To be clear - there’s nothing wrong with 15-minute cities. The only interesting or important question is who decides? For undoubtedly some people do like the idea of being able to amble around to all the bits that make life a fun thing. One of us lived in central Bath for years on exactly that basis. How excellent, etc. But there are others who do not enjoy that rural amiability transferred to the urban core. London, with its teeming 8 million, excites more. Or perhaps at a stage of life it does as it did for that same one of us. Or what about the 9 million Britons who live entirely more rurally and to whom having near anything within 15 minutes of them would be an anathema?
The mistake here - and the thing to be revolted by and revolt against - is the ghastly pomposity of those planners. Having noted that some like 15 minutes they then decide that they’d better impose it upon everyone. Which isn’t, at all, how the world is supposed to work.
As Jane Jacobs was fond of pointing out the desirable cityscape, that urban environment, is something that grows organically, not something that is planned or imposed. The 15 minutes isn’t the international socialist conspiracy, it’s the imposition of the one plan fits all which is.
This is not a new mistake of course. As it happens Roy Hattersley talks about his work in Sheffield 60 years back:
He claimed, with the authority that came from years of poverty on Labour party pay, that the working man’s ambition was to live in a “decent-sized cottage with a bit of garden at the back”
So, instead and of course, they built stack-a-prole worker flats in the worst Brezhneviki style of a kind which stemmed from “an admiration for the brutalist housing developments in Soviet-occupied eastern Europe.”
We see the same even further back than that, in David Kynaston’s (“A World To Build” etc) collections of Mass Observation notes. The planners were going to stick the bombed-out working classes into tower blocks instead of the des res with front and back garden desired. After all, Europeans lived like that therefore so should the English.
One problem with this being that a different population with a different culture might not desire that same style of housing. The other being that the planners hadn’t actually understood the European housing culture. Those flats near always come with the country cottage (oversized allotment, dacha, chalupa and so on). The flats are to huddle in for the winter, those country places - normally in a wide ring right around the town or city, where we seem to have Green Belt that cannot be disturbed - to expand into over the summer. The European system depends, that is - to a large extent - on everyone having a holiday home.

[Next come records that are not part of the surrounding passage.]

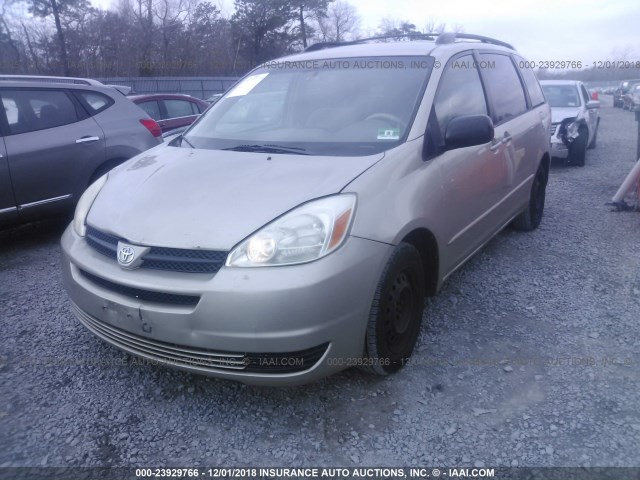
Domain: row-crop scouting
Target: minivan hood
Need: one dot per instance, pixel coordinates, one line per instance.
(213, 199)
(560, 113)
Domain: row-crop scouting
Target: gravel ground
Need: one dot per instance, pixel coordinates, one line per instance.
(529, 356)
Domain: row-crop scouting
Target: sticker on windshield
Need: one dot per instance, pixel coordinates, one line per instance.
(388, 134)
(246, 85)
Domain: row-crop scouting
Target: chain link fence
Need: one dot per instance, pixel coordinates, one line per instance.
(200, 87)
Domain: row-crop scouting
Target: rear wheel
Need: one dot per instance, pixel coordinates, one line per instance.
(530, 218)
(578, 149)
(595, 136)
(396, 313)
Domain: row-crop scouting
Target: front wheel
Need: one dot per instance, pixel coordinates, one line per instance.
(578, 149)
(396, 312)
(530, 218)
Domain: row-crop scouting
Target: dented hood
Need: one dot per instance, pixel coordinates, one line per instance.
(186, 198)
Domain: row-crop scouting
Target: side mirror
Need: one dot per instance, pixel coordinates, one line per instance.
(467, 131)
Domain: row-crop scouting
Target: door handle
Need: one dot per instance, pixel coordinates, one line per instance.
(87, 139)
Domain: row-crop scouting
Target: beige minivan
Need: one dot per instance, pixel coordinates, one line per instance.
(295, 228)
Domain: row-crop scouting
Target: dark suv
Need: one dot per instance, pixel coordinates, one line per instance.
(57, 135)
(171, 110)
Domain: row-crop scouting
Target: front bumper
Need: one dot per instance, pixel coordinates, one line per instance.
(558, 148)
(246, 324)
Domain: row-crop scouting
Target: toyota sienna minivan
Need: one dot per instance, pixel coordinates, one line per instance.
(296, 227)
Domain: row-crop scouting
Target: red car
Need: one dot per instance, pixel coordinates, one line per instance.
(170, 110)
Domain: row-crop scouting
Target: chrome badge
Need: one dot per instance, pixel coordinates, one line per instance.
(126, 255)
(130, 256)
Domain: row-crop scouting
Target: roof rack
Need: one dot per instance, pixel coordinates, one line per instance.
(49, 79)
(440, 38)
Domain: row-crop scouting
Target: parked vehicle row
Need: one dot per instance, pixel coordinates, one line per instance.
(623, 96)
(295, 229)
(575, 119)
(59, 135)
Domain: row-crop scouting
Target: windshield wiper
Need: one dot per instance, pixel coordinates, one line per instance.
(183, 139)
(268, 149)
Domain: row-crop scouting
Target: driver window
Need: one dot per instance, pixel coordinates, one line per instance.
(460, 92)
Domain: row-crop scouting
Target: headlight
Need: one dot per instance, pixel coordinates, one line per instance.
(84, 205)
(306, 233)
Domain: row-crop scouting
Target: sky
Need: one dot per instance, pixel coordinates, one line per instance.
(542, 30)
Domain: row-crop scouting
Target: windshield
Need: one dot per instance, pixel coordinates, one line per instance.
(350, 107)
(562, 95)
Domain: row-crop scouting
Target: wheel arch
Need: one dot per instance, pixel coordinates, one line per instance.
(425, 242)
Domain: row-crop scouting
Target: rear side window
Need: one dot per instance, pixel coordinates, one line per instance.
(505, 86)
(94, 101)
(180, 108)
(32, 110)
(152, 108)
(460, 92)
(533, 87)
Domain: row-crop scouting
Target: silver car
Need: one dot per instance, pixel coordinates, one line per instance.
(57, 136)
(295, 229)
(575, 119)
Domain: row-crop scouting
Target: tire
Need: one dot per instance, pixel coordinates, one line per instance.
(531, 217)
(594, 141)
(578, 149)
(396, 313)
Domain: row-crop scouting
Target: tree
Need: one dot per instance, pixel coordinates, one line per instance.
(309, 10)
(261, 28)
(341, 23)
(392, 28)
(57, 9)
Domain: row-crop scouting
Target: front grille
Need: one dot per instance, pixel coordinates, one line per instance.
(161, 258)
(200, 359)
(145, 295)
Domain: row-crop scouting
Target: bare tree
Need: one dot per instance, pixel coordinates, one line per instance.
(341, 23)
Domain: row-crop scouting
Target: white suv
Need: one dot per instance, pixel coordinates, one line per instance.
(575, 119)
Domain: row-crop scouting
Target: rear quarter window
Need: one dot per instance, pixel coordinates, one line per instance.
(531, 82)
(30, 110)
(94, 102)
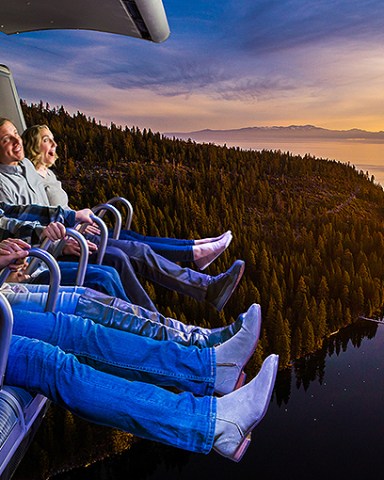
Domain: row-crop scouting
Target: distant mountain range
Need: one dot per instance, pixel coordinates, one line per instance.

Not only were the planners trying to impose an alien housing culture they didn’t even understand the one they were trying to impose. No, allotments don’t make up the gap for what is the one absolute about a British allotment? You’re not allowed to stay there overnight nor build anything even remotely shack-like where anyone could.

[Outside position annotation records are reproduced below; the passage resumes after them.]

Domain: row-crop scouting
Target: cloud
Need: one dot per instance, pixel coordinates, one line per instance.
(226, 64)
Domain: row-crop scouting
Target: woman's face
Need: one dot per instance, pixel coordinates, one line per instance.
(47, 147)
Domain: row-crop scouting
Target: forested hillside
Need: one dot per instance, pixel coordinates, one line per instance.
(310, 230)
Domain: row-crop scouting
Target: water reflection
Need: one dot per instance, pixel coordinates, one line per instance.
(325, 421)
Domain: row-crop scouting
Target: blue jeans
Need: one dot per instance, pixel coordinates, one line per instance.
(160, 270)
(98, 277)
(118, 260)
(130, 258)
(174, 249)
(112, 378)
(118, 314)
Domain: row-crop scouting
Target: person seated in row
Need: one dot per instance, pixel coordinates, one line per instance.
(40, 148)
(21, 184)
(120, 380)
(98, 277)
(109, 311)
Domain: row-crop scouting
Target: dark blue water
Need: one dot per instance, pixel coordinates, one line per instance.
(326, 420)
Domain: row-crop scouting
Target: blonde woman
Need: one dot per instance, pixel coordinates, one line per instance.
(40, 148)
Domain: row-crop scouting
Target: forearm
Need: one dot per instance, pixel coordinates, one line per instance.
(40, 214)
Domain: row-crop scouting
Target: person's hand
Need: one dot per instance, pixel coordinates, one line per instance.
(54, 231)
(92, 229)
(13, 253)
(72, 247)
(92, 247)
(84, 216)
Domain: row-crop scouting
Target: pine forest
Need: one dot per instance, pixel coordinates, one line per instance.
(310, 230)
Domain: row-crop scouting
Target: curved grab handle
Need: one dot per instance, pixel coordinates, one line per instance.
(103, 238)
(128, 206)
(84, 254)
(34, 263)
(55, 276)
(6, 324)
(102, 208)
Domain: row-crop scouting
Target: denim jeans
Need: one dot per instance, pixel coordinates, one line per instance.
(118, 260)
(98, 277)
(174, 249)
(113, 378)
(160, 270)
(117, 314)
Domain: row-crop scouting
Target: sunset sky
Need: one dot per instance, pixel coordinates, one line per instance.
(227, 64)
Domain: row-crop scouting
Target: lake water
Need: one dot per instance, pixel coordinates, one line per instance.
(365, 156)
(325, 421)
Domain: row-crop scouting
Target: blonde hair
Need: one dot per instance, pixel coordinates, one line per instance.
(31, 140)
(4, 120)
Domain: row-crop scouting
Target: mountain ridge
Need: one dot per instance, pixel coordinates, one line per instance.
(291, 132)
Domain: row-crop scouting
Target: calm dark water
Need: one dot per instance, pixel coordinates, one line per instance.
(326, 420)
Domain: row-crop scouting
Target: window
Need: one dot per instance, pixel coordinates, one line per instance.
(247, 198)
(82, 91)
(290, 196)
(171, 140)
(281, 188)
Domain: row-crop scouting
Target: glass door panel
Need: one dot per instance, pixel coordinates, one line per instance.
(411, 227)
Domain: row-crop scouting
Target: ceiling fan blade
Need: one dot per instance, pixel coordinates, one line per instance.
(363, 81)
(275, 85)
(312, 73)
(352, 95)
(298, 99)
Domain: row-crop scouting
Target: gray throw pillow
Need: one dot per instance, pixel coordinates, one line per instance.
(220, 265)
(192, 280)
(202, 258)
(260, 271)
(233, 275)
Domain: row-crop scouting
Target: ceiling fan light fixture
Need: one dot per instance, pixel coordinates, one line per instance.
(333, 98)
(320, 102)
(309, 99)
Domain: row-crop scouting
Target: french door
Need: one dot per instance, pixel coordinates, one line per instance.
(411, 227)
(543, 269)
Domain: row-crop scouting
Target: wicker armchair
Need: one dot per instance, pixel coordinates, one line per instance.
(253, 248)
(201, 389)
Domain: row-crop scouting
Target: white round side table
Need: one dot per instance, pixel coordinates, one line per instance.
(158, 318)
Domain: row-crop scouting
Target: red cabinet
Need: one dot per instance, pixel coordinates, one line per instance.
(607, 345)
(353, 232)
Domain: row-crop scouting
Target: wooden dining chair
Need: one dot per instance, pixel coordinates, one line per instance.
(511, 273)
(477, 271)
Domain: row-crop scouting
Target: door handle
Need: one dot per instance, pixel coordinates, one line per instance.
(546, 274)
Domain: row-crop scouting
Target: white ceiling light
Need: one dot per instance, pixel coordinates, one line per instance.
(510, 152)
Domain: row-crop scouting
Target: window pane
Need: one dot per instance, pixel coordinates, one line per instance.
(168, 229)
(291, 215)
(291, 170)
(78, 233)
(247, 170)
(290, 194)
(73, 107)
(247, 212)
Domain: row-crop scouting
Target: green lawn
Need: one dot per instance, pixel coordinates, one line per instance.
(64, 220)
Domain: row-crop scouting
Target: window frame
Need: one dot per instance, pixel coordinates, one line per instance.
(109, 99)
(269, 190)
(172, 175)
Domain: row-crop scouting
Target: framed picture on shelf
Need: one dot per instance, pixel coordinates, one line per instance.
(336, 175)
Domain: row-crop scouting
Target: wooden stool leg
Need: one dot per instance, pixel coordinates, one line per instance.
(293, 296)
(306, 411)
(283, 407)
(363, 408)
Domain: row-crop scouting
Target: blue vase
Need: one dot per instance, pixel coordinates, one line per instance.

Planning by the informationally incompetent does not a happy society make. But then there’s the grand problem being faced by planners. The UK currently has, apparently, 67.33 million people. That’s therefore - by definition - 67.33 million individual utility functions. The aim of society being to optimise, as best is possible, each and every one of those 67.33 million utility functions. It is impossible for the central planner to even know what these utility functions are let alone how to optimise them. Therefore central planning does not work as a method of optimisation.

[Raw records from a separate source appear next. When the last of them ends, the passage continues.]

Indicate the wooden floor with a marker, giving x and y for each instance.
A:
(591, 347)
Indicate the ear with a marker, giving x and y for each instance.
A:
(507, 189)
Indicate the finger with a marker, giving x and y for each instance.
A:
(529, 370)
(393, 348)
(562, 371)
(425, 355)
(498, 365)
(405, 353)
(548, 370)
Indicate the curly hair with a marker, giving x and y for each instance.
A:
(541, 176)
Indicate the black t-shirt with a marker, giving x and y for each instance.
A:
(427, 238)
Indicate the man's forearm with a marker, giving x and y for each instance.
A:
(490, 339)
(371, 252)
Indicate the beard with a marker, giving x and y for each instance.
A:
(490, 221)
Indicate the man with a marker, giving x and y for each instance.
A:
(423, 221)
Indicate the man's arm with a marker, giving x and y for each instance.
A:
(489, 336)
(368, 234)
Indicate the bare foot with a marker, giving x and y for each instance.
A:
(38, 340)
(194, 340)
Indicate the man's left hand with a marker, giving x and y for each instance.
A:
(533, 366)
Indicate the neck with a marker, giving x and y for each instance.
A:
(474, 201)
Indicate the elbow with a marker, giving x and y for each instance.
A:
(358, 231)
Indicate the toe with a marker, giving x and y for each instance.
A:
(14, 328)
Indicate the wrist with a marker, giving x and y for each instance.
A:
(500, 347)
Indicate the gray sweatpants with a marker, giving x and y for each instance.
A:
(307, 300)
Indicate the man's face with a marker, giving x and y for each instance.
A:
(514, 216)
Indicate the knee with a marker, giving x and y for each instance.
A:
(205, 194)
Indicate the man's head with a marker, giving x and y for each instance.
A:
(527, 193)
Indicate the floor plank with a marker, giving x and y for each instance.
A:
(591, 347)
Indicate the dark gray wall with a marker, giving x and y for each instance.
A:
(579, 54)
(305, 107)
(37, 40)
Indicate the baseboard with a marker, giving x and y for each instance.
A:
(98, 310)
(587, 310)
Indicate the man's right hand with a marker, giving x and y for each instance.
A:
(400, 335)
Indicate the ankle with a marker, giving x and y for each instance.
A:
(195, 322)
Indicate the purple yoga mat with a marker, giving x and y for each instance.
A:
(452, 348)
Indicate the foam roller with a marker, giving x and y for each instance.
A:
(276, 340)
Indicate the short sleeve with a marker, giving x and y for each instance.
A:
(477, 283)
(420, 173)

But the grand delusion of the very idea of scientific socialism is that the planner can know and can optimise. Which is why we’ve had this past century of British architects and city planners attempting to force-feed the population into urban landscapes which aren’t, in fact, optimising. As at the top, it’s that forcing which is the socialist conspiracy.
The grand lesson of the 20th century is that socialist planning doesn’t work. We, humanity, did test that model to its destruction. So, dear urban planners, please stop trying to impose that not just clapped out but proven to be wrong model.
In fact, don’t just stop trying to plan cities, please go away.